“Don’t say that, Swickey. Davy’s true blue, but I’m glad there’s nothing—like that—between you.”
She bent her head and he heard her sobbing.
“There, little girl, I’m sorry I made you feel badly. Come, don’t cry. I love you, Swickey.” He leaned toward her and she allowed him to take her in his arms. “Listen, dear, you don’t belong up here in this ungodly country. It’s good to come to, but not to stay. I want you to come home with me.”
The soft roar of the distant river pulsed faintly in her ears. She was worn with an unsatisfied yearning that seemed almost fulfilled as she found a momentary content in his arms. With a passiveness that in her was pitiful, she let him kiss her unresponsive lips. The hunger of his desire burned her unanswering passiveness to life as she shuddered and drew back, her hands against him, thrusting him from her.
“No! No! Not that!”
As he gazed stupidly at her, a dim outline took shape behind her bowed shoulders. Then the sound of footsteps as she turned, and the figure of David passed across the strip of light paving the grass in front of Avery’s doorway.
“But, Swickey!” His voice trembled, and he held out his arms imploringly.

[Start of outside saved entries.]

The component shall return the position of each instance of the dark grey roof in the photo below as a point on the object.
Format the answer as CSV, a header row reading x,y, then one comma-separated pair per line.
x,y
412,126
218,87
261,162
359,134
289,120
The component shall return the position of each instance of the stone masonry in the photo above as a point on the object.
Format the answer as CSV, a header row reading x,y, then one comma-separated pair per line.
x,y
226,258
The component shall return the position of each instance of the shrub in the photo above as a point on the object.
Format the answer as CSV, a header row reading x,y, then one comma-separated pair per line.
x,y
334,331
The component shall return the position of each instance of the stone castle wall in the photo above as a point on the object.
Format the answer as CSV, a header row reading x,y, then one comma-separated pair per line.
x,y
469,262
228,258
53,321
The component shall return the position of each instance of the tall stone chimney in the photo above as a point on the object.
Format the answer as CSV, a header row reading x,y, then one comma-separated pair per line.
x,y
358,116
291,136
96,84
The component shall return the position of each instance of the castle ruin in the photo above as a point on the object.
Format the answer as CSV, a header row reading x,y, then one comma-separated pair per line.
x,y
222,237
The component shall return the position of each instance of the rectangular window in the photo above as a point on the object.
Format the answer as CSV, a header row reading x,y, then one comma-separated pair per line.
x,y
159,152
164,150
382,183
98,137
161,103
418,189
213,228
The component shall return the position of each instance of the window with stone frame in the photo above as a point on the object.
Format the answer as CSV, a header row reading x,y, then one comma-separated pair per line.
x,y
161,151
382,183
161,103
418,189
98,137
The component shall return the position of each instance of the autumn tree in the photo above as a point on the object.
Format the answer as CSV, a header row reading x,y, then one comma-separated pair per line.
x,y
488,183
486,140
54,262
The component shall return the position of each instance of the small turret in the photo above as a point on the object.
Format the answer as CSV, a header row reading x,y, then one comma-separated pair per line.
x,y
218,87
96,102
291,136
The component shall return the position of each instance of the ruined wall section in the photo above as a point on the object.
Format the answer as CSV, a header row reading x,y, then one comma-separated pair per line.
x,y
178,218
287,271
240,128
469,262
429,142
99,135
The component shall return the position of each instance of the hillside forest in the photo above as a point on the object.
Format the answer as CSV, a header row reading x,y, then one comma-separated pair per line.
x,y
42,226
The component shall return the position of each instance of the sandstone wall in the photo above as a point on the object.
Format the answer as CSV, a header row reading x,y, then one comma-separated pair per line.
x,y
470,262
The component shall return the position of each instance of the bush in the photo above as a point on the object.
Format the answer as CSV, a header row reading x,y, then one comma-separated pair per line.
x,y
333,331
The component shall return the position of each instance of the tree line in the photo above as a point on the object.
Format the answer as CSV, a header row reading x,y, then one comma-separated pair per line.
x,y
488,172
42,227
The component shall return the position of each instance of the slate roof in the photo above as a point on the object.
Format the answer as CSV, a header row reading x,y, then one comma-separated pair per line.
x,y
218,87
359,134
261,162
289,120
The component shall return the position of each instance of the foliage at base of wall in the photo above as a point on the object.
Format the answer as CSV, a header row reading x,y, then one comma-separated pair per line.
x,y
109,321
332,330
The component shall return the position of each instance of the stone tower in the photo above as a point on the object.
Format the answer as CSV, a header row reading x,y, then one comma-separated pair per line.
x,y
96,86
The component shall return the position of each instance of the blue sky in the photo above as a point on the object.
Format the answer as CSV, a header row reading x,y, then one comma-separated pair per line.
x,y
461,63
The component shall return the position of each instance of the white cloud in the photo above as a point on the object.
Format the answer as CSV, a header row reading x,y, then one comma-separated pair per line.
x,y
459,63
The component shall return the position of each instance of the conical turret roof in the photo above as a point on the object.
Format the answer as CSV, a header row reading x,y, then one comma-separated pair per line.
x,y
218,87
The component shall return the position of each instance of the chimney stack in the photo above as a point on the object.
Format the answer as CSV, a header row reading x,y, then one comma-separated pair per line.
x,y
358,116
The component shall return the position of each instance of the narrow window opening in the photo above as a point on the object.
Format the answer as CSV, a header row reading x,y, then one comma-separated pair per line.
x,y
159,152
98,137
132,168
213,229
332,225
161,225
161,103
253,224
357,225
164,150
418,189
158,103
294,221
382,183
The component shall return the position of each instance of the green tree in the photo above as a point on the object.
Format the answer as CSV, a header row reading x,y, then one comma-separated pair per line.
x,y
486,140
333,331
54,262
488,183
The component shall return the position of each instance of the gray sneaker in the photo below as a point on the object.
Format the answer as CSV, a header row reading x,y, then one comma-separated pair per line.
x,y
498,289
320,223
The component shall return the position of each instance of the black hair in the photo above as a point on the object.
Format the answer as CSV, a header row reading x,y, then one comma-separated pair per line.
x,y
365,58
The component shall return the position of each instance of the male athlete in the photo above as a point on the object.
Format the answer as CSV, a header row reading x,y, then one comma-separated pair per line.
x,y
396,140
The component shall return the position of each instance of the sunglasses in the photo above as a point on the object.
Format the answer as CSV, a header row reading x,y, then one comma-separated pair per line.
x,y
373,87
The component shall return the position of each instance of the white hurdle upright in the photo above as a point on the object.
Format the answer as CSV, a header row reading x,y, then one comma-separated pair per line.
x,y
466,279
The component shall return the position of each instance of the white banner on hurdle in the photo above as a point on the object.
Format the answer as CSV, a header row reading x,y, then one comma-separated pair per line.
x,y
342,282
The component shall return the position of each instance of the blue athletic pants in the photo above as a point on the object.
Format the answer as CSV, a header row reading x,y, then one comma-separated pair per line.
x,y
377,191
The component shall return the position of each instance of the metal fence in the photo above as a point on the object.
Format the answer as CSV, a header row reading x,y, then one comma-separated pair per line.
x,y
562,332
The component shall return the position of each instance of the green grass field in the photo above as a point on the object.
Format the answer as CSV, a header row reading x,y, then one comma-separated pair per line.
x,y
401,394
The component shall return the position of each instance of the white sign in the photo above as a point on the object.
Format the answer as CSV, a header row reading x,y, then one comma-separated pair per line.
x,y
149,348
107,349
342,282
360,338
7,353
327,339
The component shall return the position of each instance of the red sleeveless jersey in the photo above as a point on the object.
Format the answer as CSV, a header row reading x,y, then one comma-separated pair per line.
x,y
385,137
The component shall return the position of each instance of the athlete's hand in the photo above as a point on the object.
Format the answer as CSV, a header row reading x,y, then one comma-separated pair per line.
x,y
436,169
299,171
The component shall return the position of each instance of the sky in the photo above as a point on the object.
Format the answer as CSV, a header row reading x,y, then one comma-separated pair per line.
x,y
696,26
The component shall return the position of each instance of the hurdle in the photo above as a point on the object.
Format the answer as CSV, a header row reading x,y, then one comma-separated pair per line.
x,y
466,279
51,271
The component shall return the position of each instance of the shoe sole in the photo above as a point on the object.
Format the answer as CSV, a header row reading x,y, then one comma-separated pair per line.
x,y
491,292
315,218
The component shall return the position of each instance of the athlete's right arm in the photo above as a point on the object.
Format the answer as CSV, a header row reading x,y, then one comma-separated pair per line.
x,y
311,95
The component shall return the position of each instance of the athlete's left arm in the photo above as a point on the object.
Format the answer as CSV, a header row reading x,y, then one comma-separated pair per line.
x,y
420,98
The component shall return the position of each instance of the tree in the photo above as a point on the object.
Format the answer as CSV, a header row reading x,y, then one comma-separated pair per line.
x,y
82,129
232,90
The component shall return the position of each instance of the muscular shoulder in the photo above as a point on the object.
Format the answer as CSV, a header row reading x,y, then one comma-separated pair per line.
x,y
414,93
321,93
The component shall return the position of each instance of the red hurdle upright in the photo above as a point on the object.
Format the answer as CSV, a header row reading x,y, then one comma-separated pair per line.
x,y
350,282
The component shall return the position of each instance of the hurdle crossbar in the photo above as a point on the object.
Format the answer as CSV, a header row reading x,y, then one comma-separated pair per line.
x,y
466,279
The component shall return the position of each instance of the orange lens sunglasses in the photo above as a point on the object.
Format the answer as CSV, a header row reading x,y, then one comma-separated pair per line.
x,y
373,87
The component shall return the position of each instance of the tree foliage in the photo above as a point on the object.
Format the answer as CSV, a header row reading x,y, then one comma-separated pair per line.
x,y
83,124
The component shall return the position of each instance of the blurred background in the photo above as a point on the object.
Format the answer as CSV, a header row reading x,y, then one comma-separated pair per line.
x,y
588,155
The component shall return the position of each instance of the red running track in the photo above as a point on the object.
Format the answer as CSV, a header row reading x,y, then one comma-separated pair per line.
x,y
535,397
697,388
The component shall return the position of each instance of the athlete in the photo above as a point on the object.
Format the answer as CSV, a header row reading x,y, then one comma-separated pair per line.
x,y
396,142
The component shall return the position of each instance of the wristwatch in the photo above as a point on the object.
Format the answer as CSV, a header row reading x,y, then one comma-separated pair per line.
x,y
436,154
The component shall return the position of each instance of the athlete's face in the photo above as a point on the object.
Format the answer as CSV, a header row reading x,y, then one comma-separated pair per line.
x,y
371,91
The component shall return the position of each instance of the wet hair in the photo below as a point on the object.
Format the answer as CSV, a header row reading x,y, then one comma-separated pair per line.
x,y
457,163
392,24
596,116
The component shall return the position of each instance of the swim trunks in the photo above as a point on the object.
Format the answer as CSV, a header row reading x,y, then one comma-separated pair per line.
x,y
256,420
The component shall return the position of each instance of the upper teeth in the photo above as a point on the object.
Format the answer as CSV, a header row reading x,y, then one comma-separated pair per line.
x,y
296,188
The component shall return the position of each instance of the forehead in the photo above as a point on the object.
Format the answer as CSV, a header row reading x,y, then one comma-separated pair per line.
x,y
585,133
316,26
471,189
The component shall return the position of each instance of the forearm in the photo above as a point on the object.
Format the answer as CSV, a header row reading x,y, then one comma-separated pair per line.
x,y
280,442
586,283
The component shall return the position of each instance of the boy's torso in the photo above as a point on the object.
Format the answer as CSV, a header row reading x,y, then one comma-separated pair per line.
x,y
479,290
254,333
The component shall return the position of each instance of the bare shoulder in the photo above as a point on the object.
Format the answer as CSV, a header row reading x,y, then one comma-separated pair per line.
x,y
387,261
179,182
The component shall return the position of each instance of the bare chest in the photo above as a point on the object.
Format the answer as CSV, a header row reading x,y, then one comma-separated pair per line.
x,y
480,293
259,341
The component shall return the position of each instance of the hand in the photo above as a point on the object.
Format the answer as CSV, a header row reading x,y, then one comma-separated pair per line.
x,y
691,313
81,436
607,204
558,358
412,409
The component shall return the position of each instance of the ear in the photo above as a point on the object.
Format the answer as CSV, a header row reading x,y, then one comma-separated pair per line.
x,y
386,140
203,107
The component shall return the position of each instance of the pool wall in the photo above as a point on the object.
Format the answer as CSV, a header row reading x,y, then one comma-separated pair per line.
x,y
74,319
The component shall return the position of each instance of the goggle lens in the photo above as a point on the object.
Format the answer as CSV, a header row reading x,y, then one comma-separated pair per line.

“No, Wallie. I must go now. It was wrong. You shouldn’t have made me,” she continued, with a feminine inconsistency that almost made him smile. “I like you, Wallie, but not that way. Oh, if you knew, you’d understand. But you can’t. I dreamed—I made myself dream it was—” she hesitated.
“David,” said Bascomb. “Now I understand.”
With a gracious inclination of his head and a touch of his former lightness he bade her good-night. “I’m short-sighted, you know,” he said, in humorous mockery of himself.